Славиков, пьяный пьяный, а задохнулся. Шура заморгала и отвернулась от меня. Но Ректор не обиделся, а учтиво кивнул и протянул мне руку — для ощупывания. Я потрогала руку, озадачилась, как повар, пробующий суп, и поднесла эту руку, как мосол какой-нибудь, к своему носу: понюхать. Шура предостерегающе смотрела на меня, стараясь как-нибудь взглядом натянуть вожжи и остановить меня. Куда там! Меня ее взгляд только подхлестнул. Не выпуская руки Ректора, я придвинулась к нему и вкрадчиво, как врач, попросила:
— Скажите: ма-ма!
И с ожиданием уставилась на его рот.
Ректор мягко высвободил руку, с ласковым укором улыбнулся мне и опять предложил свой тост.

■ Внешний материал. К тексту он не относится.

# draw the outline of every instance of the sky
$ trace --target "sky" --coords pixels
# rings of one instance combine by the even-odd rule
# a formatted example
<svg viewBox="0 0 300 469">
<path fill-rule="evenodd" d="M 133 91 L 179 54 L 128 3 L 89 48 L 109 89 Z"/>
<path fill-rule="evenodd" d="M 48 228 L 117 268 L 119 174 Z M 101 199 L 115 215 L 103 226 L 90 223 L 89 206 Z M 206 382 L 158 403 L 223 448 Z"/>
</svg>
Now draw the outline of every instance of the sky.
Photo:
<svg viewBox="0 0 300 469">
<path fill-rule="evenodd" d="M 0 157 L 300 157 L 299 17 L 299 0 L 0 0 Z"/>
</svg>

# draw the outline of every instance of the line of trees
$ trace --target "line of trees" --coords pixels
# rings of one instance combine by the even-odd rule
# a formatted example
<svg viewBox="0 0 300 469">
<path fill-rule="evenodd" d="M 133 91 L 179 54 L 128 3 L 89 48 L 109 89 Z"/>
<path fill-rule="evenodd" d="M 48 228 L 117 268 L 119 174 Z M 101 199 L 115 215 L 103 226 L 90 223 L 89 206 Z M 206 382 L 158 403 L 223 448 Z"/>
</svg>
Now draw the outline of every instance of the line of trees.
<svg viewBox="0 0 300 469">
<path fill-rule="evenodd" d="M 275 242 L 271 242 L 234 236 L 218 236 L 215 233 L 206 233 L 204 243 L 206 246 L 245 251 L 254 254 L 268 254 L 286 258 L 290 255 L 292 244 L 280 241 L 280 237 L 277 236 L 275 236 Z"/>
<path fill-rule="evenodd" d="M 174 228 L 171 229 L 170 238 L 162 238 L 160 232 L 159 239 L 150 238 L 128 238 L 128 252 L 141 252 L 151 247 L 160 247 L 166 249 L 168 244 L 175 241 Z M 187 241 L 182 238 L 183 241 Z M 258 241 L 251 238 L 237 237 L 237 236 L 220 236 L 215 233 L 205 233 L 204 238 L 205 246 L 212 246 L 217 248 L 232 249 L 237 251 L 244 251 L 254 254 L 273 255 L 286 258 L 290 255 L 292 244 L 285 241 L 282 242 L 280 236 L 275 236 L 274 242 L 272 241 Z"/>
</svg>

Все в смятении выпили, на меня никто не глядел, а я, в возмещение своего стыда, мстительно подумала: «Шура потому и боится его, что он ей не нравится. Надо сказать, что он ей не нравится».
Славиков окончательно опьянел, чтобы не разделять ответственности за произведенный мной скандал, и рухнул лицом на стол. К счастью, это всех отвлекло: захлопотали, Шура вылила ему на голову стакан воды и вытерла своим носовым платком. Ректор рассчитывался с официанткой крупными купюрами, и я сперва подумала: слава богу, что не за Славикова счет я тут сегодня гуляла, а потом сообразила, что, пожалуй, еще больше свинства, если за счет Ректора... Хоть вынимай деньги да выкладывай за себя.
Потом Ректор побежал на улицу ловить для Славикова такси, а я искала в карманах Славикова номерок — получить его пальто. Швейцар у двери сопровождал меня неотступным взглядом.
Вывели Славикова на улицу, набросив на него пальто, упаковали в машину, Шура сказала адрес, а Ректор заранее заплатил — и опять я почувствовала себя свински.
Мы втроем вернулись в холл и сели покурить и успокоиться. Мы качали головами, сокрушаясь о бедном Левке, и рассуждали, как ему теперь лучше всего выйти из похмелья. Шура готовила отступление, бормоча что-то про своего дога Билла, которого еще надо сегодня выгулять, а в глазах у нее растерянная пропасть, запустение. Я же, чтобы загладить свою вину перед Ректором, уважительно поддакивала ему через слово.